Any community would be lucky to have such a passionate, gracious, earnest and competent person as Jesse Noller. I've never met or even corresponded with him, but as a workaday programmer using Python, I've benefited tremendously from his leadership and generosity. I wish him all the best in this new adventure!
Hopefully the new opportunity really does allow a balanced life. Technologies and companies rise and fall quickly, products appear and become irrelevant even faster. You get just one chance to be present while your children grow up and your effect on them lasts beyond your lifetime. They are watching you all the time; you are at the very least a landmark in each of their coordinate systems, if not the origin itself.
Seconded, and in this world of test based interviews and be awesome now expectations, I want to create a company and a ethos that is not merely family friendly, but family biased.
- not duvet days, but sick kid days - we expect you simply not to turn up 9 days in winter and call, 3 days in summer, just because you have a sick kid and shoukd be there not here
- remote working as a default
- benefits including emergency nannys, flying ou to a conference - fly your kids too! (Yeah might not see that as a benefit :-)
I don't know how to get there just yet, but as a family man and business owner I know I need to hire people with child care responsibilities, because else I am just hiring 25 year olds, and I like old school.
Jesse's a very active member of the Python community, has published remarkably informative and helpful blog posts that have got us OS X users out of a jam far too many times to count, recently chaired PyCon 2013 and last, but not least, an all-around nice guy.

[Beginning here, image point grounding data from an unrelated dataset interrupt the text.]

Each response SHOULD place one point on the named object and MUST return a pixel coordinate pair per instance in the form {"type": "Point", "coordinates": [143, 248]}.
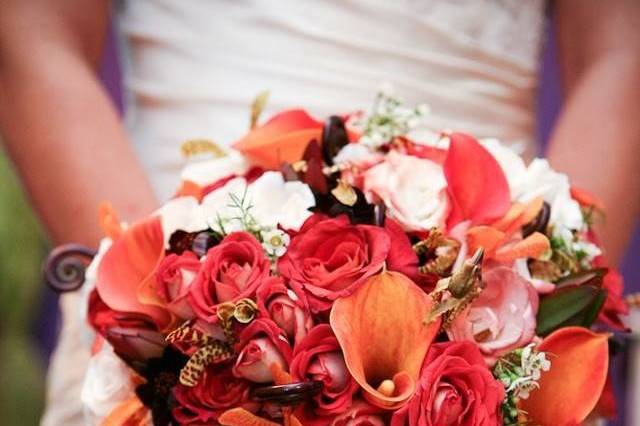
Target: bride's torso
{"type": "Point", "coordinates": [192, 67]}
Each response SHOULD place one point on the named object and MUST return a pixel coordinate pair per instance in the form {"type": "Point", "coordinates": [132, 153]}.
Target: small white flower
{"type": "Point", "coordinates": [107, 383]}
{"type": "Point", "coordinates": [275, 242]}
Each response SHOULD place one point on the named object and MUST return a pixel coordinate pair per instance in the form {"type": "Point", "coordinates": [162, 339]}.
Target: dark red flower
{"type": "Point", "coordinates": [330, 258]}
{"type": "Point", "coordinates": [134, 336]}
{"type": "Point", "coordinates": [261, 345]}
{"type": "Point", "coordinates": [319, 357]}
{"type": "Point", "coordinates": [285, 308]}
{"type": "Point", "coordinates": [217, 391]}
{"type": "Point", "coordinates": [174, 275]}
{"type": "Point", "coordinates": [455, 388]}
{"type": "Point", "coordinates": [232, 270]}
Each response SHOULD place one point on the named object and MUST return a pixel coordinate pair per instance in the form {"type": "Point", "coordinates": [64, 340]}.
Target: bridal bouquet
{"type": "Point", "coordinates": [354, 272]}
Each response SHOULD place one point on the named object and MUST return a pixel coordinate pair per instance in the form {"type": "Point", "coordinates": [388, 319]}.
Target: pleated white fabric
{"type": "Point", "coordinates": [192, 67]}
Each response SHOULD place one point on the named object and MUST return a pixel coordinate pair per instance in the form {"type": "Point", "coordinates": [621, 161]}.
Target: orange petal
{"type": "Point", "coordinates": [571, 388]}
{"type": "Point", "coordinates": [282, 139]}
{"type": "Point", "coordinates": [486, 237]}
{"type": "Point", "coordinates": [280, 377]}
{"type": "Point", "coordinates": [531, 247]}
{"type": "Point", "coordinates": [128, 413]}
{"type": "Point", "coordinates": [381, 330]}
{"type": "Point", "coordinates": [241, 417]}
{"type": "Point", "coordinates": [109, 221]}
{"type": "Point", "coordinates": [126, 273]}
{"type": "Point", "coordinates": [189, 188]}
{"type": "Point", "coordinates": [519, 215]}
{"type": "Point", "coordinates": [586, 199]}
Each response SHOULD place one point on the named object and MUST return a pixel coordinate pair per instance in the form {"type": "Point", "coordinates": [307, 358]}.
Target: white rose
{"type": "Point", "coordinates": [181, 213]}
{"type": "Point", "coordinates": [272, 202]}
{"type": "Point", "coordinates": [107, 383]}
{"type": "Point", "coordinates": [541, 180]}
{"type": "Point", "coordinates": [209, 171]}
{"type": "Point", "coordinates": [511, 163]}
{"type": "Point", "coordinates": [413, 189]}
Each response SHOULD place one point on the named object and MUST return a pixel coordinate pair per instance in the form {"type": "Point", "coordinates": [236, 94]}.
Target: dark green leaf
{"type": "Point", "coordinates": [558, 308]}
{"type": "Point", "coordinates": [591, 277]}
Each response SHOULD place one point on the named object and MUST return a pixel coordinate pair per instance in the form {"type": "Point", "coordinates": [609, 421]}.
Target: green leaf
{"type": "Point", "coordinates": [592, 277]}
{"type": "Point", "coordinates": [591, 313]}
{"type": "Point", "coordinates": [559, 308]}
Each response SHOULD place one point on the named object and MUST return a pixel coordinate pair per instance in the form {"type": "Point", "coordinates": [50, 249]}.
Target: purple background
{"type": "Point", "coordinates": [549, 103]}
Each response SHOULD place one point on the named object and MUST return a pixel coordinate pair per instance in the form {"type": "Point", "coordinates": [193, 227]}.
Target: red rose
{"type": "Point", "coordinates": [360, 414]}
{"type": "Point", "coordinates": [402, 258]}
{"type": "Point", "coordinates": [134, 336]}
{"type": "Point", "coordinates": [285, 308]}
{"type": "Point", "coordinates": [455, 388]}
{"type": "Point", "coordinates": [217, 391]}
{"type": "Point", "coordinates": [614, 305]}
{"type": "Point", "coordinates": [173, 278]}
{"type": "Point", "coordinates": [330, 258]}
{"type": "Point", "coordinates": [232, 270]}
{"type": "Point", "coordinates": [261, 345]}
{"type": "Point", "coordinates": [319, 357]}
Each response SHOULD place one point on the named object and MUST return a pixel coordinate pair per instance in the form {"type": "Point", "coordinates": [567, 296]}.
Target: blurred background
{"type": "Point", "coordinates": [28, 310]}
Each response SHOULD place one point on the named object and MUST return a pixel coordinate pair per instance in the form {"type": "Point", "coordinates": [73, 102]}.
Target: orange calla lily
{"type": "Point", "coordinates": [189, 188]}
{"type": "Point", "coordinates": [281, 139]}
{"type": "Point", "coordinates": [571, 388]}
{"type": "Point", "coordinates": [109, 221]}
{"type": "Point", "coordinates": [126, 274]}
{"type": "Point", "coordinates": [382, 332]}
{"type": "Point", "coordinates": [128, 413]}
{"type": "Point", "coordinates": [241, 417]}
{"type": "Point", "coordinates": [495, 238]}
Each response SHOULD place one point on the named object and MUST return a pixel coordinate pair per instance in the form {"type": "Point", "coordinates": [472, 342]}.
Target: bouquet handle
{"type": "Point", "coordinates": [65, 266]}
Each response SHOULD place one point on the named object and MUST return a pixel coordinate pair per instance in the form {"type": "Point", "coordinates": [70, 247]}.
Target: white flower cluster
{"type": "Point", "coordinates": [524, 379]}
{"type": "Point", "coordinates": [258, 207]}
{"type": "Point", "coordinates": [387, 120]}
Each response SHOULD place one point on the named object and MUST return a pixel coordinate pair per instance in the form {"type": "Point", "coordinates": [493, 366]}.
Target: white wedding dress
{"type": "Point", "coordinates": [192, 67]}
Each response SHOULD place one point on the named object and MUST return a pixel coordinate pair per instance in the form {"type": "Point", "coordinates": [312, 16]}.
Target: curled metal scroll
{"type": "Point", "coordinates": [288, 395]}
{"type": "Point", "coordinates": [65, 267]}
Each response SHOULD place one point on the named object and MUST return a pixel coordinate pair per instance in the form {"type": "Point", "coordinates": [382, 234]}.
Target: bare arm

Here's yet another "I don't know you, but keep on doing what you do, man" post. Reading your twitter feed after Pycon this year, I was worried for a minute the trolls would win and you'd want to throw in the towel on the python community altogether. Seeing people like you dig in their heels after being met with that kind of craziness just makes me smile.
Congratulations Jesse. Its clear you made the decision after a lot of thought. PyCon 2013 was my first and it was especially better because of the help and support we got from you and your team. It was remarkable to see you on top of things and helping everyone out.
Good luck on your new venture and the company is lucky to have someone like you.
Ironically, I've seen this on pages with JS on Chrome/OSX - something to do with the webkit framework/chrome going bonkers. It keeps getting worse/popping up on other pages too. The only thing that seems to fix it is a hard reboot.